Figure 9 shows the temperature rise difference on the tape under different current-carrying conditions between Model 1 and Model 2, and between Model 1 and Model 3. The legend “detT + value” indicates the temperature difference between the two calculation models under the current excitation of the value. The temperature rise difference under adiabatic and heat transfer boundary was larger. Under the conditions, considering superconductivity or not, the temperature rise difference was smaller, all of which were lower than 6 K. The temperature rise difference increased with the current value below 300 A and had a downward trend when the current was higher than 400 A. This is because, under low current, the superconducting layer has current-carrying capacity, along with lower heat. When the current is large, the speed of the superconducting layer losing current-carrying capacity becomes fast as the current increases, and the tape’s working state is closer to the state of ignoring superconductivity.

In summary, the overcurrent temperature rise data were valid when ignoring the superconductivity of the tape. The impact boundary curve of the tape, which was calculated according to the normally conducting wire while ignoring the superconductivity, was used to determine the overcurrent parameters of the tape and calculate the number of parallel tapes of the parallel inductance.

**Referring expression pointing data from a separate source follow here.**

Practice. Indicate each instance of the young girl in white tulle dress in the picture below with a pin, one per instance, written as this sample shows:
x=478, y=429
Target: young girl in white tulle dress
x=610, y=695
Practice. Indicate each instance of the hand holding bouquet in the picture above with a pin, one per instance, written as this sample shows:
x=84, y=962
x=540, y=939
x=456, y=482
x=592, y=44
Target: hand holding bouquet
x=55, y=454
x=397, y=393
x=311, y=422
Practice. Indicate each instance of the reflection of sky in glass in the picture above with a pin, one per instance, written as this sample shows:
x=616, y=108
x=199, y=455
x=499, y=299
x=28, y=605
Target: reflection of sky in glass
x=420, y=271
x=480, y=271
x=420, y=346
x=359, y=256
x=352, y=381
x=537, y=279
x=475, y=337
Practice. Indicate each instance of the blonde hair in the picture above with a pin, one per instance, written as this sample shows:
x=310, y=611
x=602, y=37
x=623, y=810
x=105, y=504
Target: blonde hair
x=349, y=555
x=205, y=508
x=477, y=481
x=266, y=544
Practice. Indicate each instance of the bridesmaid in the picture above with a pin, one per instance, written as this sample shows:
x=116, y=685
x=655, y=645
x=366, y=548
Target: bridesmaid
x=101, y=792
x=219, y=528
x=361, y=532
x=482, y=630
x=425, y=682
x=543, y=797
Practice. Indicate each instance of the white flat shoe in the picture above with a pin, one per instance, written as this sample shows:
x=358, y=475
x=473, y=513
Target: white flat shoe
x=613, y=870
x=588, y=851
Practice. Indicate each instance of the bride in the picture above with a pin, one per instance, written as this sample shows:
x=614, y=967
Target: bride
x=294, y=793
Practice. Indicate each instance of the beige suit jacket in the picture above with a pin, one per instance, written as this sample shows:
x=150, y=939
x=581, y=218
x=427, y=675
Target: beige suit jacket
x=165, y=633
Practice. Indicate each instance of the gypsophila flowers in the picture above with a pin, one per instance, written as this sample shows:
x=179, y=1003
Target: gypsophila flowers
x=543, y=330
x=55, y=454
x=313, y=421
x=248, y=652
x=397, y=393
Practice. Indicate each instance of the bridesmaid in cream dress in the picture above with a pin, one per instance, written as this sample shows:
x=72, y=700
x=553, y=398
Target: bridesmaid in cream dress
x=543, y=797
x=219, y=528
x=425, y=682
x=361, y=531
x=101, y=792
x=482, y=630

3.3. The Overcurrent Model of Coils

Based on the above analysis of the superconducting tape, the temperature of the tape rose faster under adiabatic conditions. Furthermore, when the superconductor was located under a certain magnetic field, the superconducting characteristics of the superconductor gradually attenuate with the increase of the magnetic field, and the attenuation speed becomes faster and faster, until the superconducting characteristic disappears. Here, Model A (considering superconductivity) and Model B (excluding superconductivity and taken as normal conducting wire) are defined. Thus, the temperature rise characteristics of the tape under the two conditions were closer. From this, it can be concluded that the temperature rise of coils under the two conditions is closer. Related examples are given below.

A small coil with 16 turns was taken as the analysis object. The coil is made of tape wrapped with a layer of 70 µm thick polyimide film. The inner radius of the coil is 82.5 mm and its model is shown in Figure 10. The coil’s inductance is 104 μH, and the critical current is 62 A.

Figure 11 shows the change curve of the highest temperature value on the coil with time under different current amplitudes. Figure 11a corresponds to that of Model A and (b) corresponds to that of Model B. The time required to reach the quenched temperature 92 K was shorter when superconductivity is not considered. Figure 12 extracts the maximum magnetic flux density value on the coil under the different current amplitudes, and this value was proportional to the current amplitude.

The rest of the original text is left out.